I’ve extracted the image from document(.docx). An extracted pdf image using aspose resolution was very low(around 200dbi), l manually converted Docx to pdf using acrobat pro, and the image resolution was high(around 700 dbi) . Please help me, with how to retain the resolution using aspose extraction.
@Mahesh39 Upon saving to PDF Aspose.Words downsamples the images by default to reduce the output document size. You can disable downsampling using PdfSaveOptions.DownsampleOptions. See the following code example:
Document doc = new Document("C:\\Temp\\in.docx");
PdfSaveOptions options = new PdfSaveOptions();
options.getDownsampleOptions().setDownsampleImages(false);
doc.save("C:\\Temp\\out.pdf", options);
@Mahesh39 Do I understand correctly that you want to retain the resolution value stored in the image file when saving document to the PDF? Unfortunately when using PdfImageCompression.AUTO most of the images are stored in the PDF file with /Flate PDF compression algorithm. In this case only raw image data is stored and compressed and all additional information like resolution is lost. This is peculiarities of the PDF format. You could try to use PdfImageCompression.JPEG. In this case images will be stored in PDF document in JPEG format with additional information. Resolution value should be retained this way.
P.S. In all input documents provided by you the TIFF images have resolution of 220dpi.

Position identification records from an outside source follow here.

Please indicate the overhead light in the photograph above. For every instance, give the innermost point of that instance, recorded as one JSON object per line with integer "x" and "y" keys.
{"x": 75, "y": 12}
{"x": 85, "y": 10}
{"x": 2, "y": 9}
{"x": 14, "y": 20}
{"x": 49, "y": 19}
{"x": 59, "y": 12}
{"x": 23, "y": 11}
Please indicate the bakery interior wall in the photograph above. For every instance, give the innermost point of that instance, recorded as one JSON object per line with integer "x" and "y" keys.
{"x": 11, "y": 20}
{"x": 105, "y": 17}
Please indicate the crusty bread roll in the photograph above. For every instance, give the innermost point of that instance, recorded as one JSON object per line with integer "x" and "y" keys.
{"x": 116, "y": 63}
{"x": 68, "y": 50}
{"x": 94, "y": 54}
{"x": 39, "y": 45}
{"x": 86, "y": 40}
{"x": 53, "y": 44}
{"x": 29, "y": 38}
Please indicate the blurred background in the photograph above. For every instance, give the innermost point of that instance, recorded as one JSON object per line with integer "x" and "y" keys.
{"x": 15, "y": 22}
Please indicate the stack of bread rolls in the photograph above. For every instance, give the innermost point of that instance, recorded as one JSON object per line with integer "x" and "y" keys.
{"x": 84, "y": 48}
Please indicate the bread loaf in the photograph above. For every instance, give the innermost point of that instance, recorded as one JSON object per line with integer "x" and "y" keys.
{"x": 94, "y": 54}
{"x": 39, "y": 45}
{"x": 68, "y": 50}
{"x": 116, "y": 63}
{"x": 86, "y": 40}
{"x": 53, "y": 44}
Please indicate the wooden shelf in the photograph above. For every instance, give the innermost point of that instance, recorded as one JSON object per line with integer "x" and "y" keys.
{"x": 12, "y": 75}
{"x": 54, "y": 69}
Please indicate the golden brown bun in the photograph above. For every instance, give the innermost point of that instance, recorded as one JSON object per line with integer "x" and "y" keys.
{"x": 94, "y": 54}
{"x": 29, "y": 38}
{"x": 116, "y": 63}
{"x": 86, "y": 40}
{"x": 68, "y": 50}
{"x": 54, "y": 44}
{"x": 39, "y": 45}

@Mahesh39 To retain resolution using PdfImageCompression.JPEG you could use following code:
Document doc = new Document("C:\\Temp\\in.docx");
PdfSaveOptions options = new PdfSaveOptions();
options.getDownsampleOptions().setDownsampleImages(false);
opt.setImageCompression(PdfImageCompression.JPEG);
doc.save("C:\\Temp\\out.pdf", options);
To get the image format manually you could unzip the docx file and check the word\media folder.
To get the image format programmatically you could use following code:
@Mahesh39 If the image resolution is important in your case then it will be better if you perform the TIFF->JPEG conversion in AW DOM by yourself to be sure. Then the JPEG image data will be stored in the output PDF as is. You could get the image bytes with the Shape.getImageData().getImageBytes() method and set the converted image byte with the Shape.getImageData().setImageBytes() method.